惜しむらくは、先頭の一羽がもう少し高く上がったところでシャッターを切ることができればよかったのだけれど。
千代田堰堤/十勝川(ISO/200, 18mm, f/8, 1/400)
元旦は風邪を引いて寝込んでいたので、6日に撮影。
FujifilmのX-T20にキットとしてついている18~55mm(f/2.8~4)のズームレンズはとても優秀だと思う。物の輪郭がきりりと写るだけでなく、光の表情がじつに豊かに再現される。これも*94の写真と同じく、午後の3時頃に撮影。
ブログ本文の記事がなかなか更新できないので、せめて写真くらいはという心づもり。
十勝川、魚道近辺(ISO/200, 18mm, f/8, 1/170)
11月25日に初雪らしきものが降り、12月6日の夜半から翌日にかけて20センチ以上の積雪になった。でも、その直前の日曜日(2日)は初冬にしては信じられないほどの小春日和で、澄みきった青空に真っ白い雲がところどころに浮かんでいた。午後3時頃、金色の西日を受けた風景。この写真をカメラマンの娘に見せると、印象派の絵みたいだねと言った。またある人に見せると、十勝ではなくヨーロッパの風景のようだという感想をもらった。長いことフランス文学の翻訳をやっていると、無意識までヨーロッパ化されてしまうのかと、しばし考え込んだ。

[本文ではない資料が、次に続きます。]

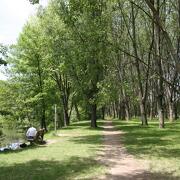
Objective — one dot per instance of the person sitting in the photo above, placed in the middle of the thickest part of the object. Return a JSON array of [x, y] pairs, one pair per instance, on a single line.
[[40, 135], [31, 134]]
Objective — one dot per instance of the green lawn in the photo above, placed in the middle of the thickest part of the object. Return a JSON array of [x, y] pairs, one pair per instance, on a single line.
[[72, 156], [160, 147]]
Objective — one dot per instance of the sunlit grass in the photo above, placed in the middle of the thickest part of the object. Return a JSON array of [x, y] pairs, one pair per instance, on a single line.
[[160, 147], [71, 156]]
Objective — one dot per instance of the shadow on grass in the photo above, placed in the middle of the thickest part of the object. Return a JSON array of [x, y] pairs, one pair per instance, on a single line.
[[88, 139], [85, 125], [143, 176], [151, 140], [46, 170]]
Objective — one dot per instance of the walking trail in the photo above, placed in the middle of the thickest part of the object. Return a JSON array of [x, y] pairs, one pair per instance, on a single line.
[[121, 165]]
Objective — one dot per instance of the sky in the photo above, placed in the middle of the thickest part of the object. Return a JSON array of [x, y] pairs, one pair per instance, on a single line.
[[13, 16]]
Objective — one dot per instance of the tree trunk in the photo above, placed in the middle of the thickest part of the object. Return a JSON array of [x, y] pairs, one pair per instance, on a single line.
[[77, 112], [93, 115]]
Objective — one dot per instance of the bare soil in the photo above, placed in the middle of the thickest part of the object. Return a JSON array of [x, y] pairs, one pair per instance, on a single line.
[[120, 164]]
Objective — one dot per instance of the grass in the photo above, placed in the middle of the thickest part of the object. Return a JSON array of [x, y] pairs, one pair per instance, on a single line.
[[160, 147], [72, 156]]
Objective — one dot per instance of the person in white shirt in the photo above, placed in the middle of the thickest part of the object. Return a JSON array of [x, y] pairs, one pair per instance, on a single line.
[[31, 133]]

八千代牧場に向かう途中(ISO/200, 27.7mm, f/8, 1/950)
初雪が降ったのは三日前のこと。市内の雪は積もることなく融けてしまったけれど、日高山脈の麓までくるとうっすら雪化粧が残っている。毎度のことながら、ポロシリ岳(正確には十勝幌尻岳)が迫ってくると、思わず息を呑む。その威容に? 美しさに? 空の青さに? いずれでもあり、いずれでもない。その印象を写真に残すのは難しい。不可能というべきか。ひとつの山の存在感、その重量を画布にとらえようとして一生を費やした画家もいるのだから。
南郷神社(ISO/400, 55mm, f/5.6, 1/200)
あまり見かけない取り合わせのように思えて。南郷神社は、札内川に注ぎこむ売買川(うりかりがわ)沿いにある小さな神社。川沿いの土手が楓の並木道になっている。